Márcio Pannunzio: a poética do avesso

 

A interpretação por parte do autor da imagem sempre deve corresponder à interpretação do observador. Nenhuma imagem conta sua história (Gombrich, 2012, p. 48)

       

O trabalho de Márcio Pannunzio é a mais pura representação da contemporaneidade. E, como um artista preparado para atuar na comunicação de sua época através das artes visuais, Pannunzio selecionou as linguagens do desenho, da gravura e da pintura para expor suas idiossincrasias, sem amarras, sem receios e sem rótulos.

Verdadeiramente, quando se vislumbra a poética aqui em foco, percebe-se que o universo plástico de Pannunzio é o nosso. Em uma época de tantas incertezas, de imensos descompassos entre as sociedades e a falta absoluta de valor à vida, o trabalho do mestre em questão cristaliza de forma ilimitada nossos anseios, vitórias e derrotas típicas do ser humano moderno, tão forte e tão frágil ao mesmo tempo.

É relevante destacar que a obra aqui em evidência nos revolve por dentro: é contundente, impactante, desconcertante e irresistivelmente atraente.

Percebemos em análise mais acurada que a obra de Pannunzio mantém um eixo condutor – a figura humana.
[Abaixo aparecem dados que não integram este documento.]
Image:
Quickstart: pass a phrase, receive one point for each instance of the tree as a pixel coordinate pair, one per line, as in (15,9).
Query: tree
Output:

A sociedade aqui presente já foi brutalmente atacada pela morte e pela dor, e sofre de uma tristeza quase que atávica, mas resiste, ressuscita e segue adiante, fracionada, repartida, porém inestancável.
Auxiliando de forma persistente esses seres em transformação, detectamos, por vezes, o uso da palavra, sempre em tom sarcástico e até irônico. A força de um trabalho tão plural repousa exatamente aí: fugir da placidez de uma “chave comum” e abrir caminhos, todos os caminhos que nos representam, trazendo à tona certa luz e, sobretudo, ampliando de forma nuclear quem somos, ao destrancar concomitantemente toda a nossa escuridão.

É, portanto, visível na obra de Pannunzio o constante progresso de uma poética distante de um passado mais tranquilo e despreocupado com o amanhã. Aqui, a situação é o oposto, é outra. Não há paz. O que há nessas obras é o constante desassossego de um obra-tempo que não espera aceitação de ninguém, implacável como rolo compressor que abocanha o futuro e se deixa revelar em parte – o restante só é possível através de nós, os fruidores.

Pannunzio pertence àquele conjunto de artistas que sofregamente produz, ou seja, resolve os seus e os nossos demônios por meio das artes visuais e traz para a arte brasileira relevantes exemplares das técnicas reconhecidas e reverenciadas como clássicas, com uma pitada toda especial – ele as revira pelo avesso e as expõe como filhos nascidos em um mundo de revolta.

Inevitavelmente, estes trabalhos estão infectados do DNA humano, são uma feliz junção da moralidade e imoralidade das sociedades, e ainda estão em construção. Que venham muitos mais, que explodam em agressividade a cada nova mostra. A práxis de Márcio Pannunzio é a sua verdade, cabe a nós apenas desfrutá-la.

 

Paulo Leonel Gomes Vergolino

 São Paulo, inverno de 2021

 

Bibliografia

GOMBRICH ESSENCIAL: Textos selecionados sobre arte e cultura. Organização: Richard Woodfield. Tradução: Alexandre Salvaterra. Revisão técnica: Paula

 

Ramos. Porto Alegre: Bookman, 2012. 624p. il.; 25 cm.